Ну как, «пытается». Пока шел Чемпионат мира по футболу, и болельщики шумно праздновали или горевали в каждом дворе новосибирского левобережья, Саня реже выходил вечерами погулять или сторонился больших компаний. В каждой, объясняет он, найдется особенно сильно разогретый алкоголем человек, который будет вызывающе себя вести, и не подраться с таким — испытание. А Сане еще три года отмечаться у участкового.

«Люди начинают сами тебя провоцировать, каких-то супергероев из себя строить. Но понимаешь: если его сейчас ударить, он пойдет и заявление напишет. Сейчас, наверное, кто быстрее заявление написал, тот и прав, — с досадой отмечает Саня. — Приходится сдерживаться. Руки за спину убираешь. Только рявкнешь на него — он сразу пугается и звонит в милицию».

Как следует из статистики ФСИН на 1 июля 2018 года, в России сидит около 590,6 тыс. человек. В 2017 году 185,7 тыс. человек из тех, кто содержался в колониях для взрослых, были осуждены впервые, 115,9 тыс. человек — во второй раз, 193,5 тыс. человек — в третий и более раз. Саня к тем, кто «заезжает» повторно не хочет, хотя о годах, проведенных в лагере, рассказывает спокойно.

«Я себя сразу настроил на девять лет, не сидел на сумке и не ждал звонка. Там та же самая жизнь, просто не хватает свободы. На свободу, конечно, хочется, но кто-то конкретно загоняется весь срок, а я там просто жил в полноте», — объясняет он.

«Жить в полноте» не означало работать в обычном человеческом понимании — для него это было неприемлемо. «Мне вот хоть что сделай, я бы не пошел», — машет руками Саня. Во-первых, не по понятиям. Во-вторых, работать «на промке» в колонии в Тогучине — это даже из практических соображений, по его словам, довольно бессмысленно. Когда-то, говорит Саня, администрация ИК сдавала промышленные площади частникам, у которых была лесопилка, производство коттеджей и бань. А потом частный бизнес разогнал новый начальник, у колонии остались только свинарник да литейных цех, который делал двери и тюремные решетки.

«Ладно, коммерсанты еще платили нормально: рассчитывались сигаретами и чаем, на месяц хватало, — делится Саня опытом других сидельцев. — А сейчас на промке три тысячи начисляют, а из них вычитают за воду, за свет. Может, тысячу в итоге на счет лагерный переводят, а что на нее купишь, если в магазине на зоне все в два раза дороже?»

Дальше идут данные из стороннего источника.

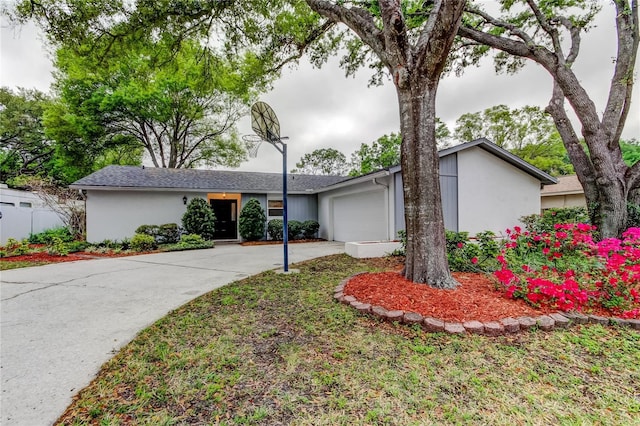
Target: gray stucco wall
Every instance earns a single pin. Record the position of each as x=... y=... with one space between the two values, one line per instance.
x=115 y=215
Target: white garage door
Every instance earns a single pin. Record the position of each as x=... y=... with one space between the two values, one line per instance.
x=360 y=217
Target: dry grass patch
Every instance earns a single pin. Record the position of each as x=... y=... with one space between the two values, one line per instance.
x=276 y=349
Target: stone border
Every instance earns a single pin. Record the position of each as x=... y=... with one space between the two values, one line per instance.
x=489 y=328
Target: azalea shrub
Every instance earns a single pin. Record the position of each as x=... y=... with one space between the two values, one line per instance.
x=567 y=270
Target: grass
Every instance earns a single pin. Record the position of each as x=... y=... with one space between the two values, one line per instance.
x=277 y=349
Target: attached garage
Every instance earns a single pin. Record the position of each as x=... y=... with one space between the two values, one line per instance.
x=359 y=217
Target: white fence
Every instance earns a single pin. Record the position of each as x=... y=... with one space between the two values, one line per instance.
x=24 y=213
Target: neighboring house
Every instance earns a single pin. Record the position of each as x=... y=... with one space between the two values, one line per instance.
x=23 y=213
x=484 y=187
x=567 y=192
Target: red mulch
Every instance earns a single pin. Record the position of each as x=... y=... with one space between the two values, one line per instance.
x=475 y=299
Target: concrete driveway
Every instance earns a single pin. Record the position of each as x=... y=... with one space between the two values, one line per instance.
x=61 y=322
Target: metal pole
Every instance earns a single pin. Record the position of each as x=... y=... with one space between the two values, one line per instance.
x=285 y=222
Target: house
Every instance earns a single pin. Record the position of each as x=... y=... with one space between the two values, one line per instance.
x=23 y=213
x=484 y=187
x=567 y=192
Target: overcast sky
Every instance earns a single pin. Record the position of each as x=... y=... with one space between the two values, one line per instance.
x=321 y=108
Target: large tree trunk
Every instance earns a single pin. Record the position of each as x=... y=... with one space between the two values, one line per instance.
x=415 y=60
x=426 y=261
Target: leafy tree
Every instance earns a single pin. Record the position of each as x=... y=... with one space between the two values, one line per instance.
x=182 y=111
x=550 y=33
x=24 y=148
x=199 y=219
x=252 y=221
x=409 y=41
x=382 y=153
x=528 y=132
x=630 y=151
x=325 y=161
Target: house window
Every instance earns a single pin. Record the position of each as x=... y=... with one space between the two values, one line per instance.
x=275 y=208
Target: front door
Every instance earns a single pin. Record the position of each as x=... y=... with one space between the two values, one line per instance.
x=226 y=225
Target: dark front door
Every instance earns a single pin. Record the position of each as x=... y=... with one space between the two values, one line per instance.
x=226 y=226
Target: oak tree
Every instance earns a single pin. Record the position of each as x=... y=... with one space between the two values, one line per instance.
x=549 y=33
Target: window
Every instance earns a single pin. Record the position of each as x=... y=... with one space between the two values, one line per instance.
x=275 y=208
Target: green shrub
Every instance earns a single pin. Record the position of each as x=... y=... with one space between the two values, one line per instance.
x=252 y=221
x=275 y=229
x=143 y=242
x=169 y=233
x=57 y=247
x=199 y=219
x=190 y=242
x=633 y=215
x=14 y=247
x=463 y=254
x=294 y=228
x=47 y=236
x=545 y=222
x=310 y=229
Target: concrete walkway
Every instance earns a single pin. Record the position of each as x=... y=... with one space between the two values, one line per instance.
x=60 y=323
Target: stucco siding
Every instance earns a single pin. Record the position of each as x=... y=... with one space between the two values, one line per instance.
x=117 y=214
x=492 y=196
x=568 y=200
x=302 y=207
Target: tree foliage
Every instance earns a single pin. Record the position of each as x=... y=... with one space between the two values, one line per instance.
x=324 y=161
x=24 y=148
x=550 y=34
x=382 y=153
x=527 y=132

Впрочем, желающих работать даже на таких условиях в колонии гораздо больше, чем рабочих мест. Далеко не все зэки живут «по понятиям», многим хочется на работу в промзону, просто чтобы пойти хоть куда-то.

«Преступников в тюрьме сейчас очень мало, процентов пять. Остальные — проезжие пассажиры. В Тогучине, в основном, по 228 сидят (статья 228 УК РФ „Незаконные приобретение, хранение, перевозка, изготовление, переработка наркотических средств, психотропных веществ или их аналогов“ — прим. Тайги.инфо), это барыги-спекулянты, и они в зоне слова своего не имеют, ходят по стенкам в бараках, и если у них есть возможность в промку уйти, то они уходят — они там хоть дышать могут, — говорит Саня. — Они у администрации как рабы. А мне какой смысл идти на администрацию работать? По нашей жизни получается, что мы по разным сторонам забора».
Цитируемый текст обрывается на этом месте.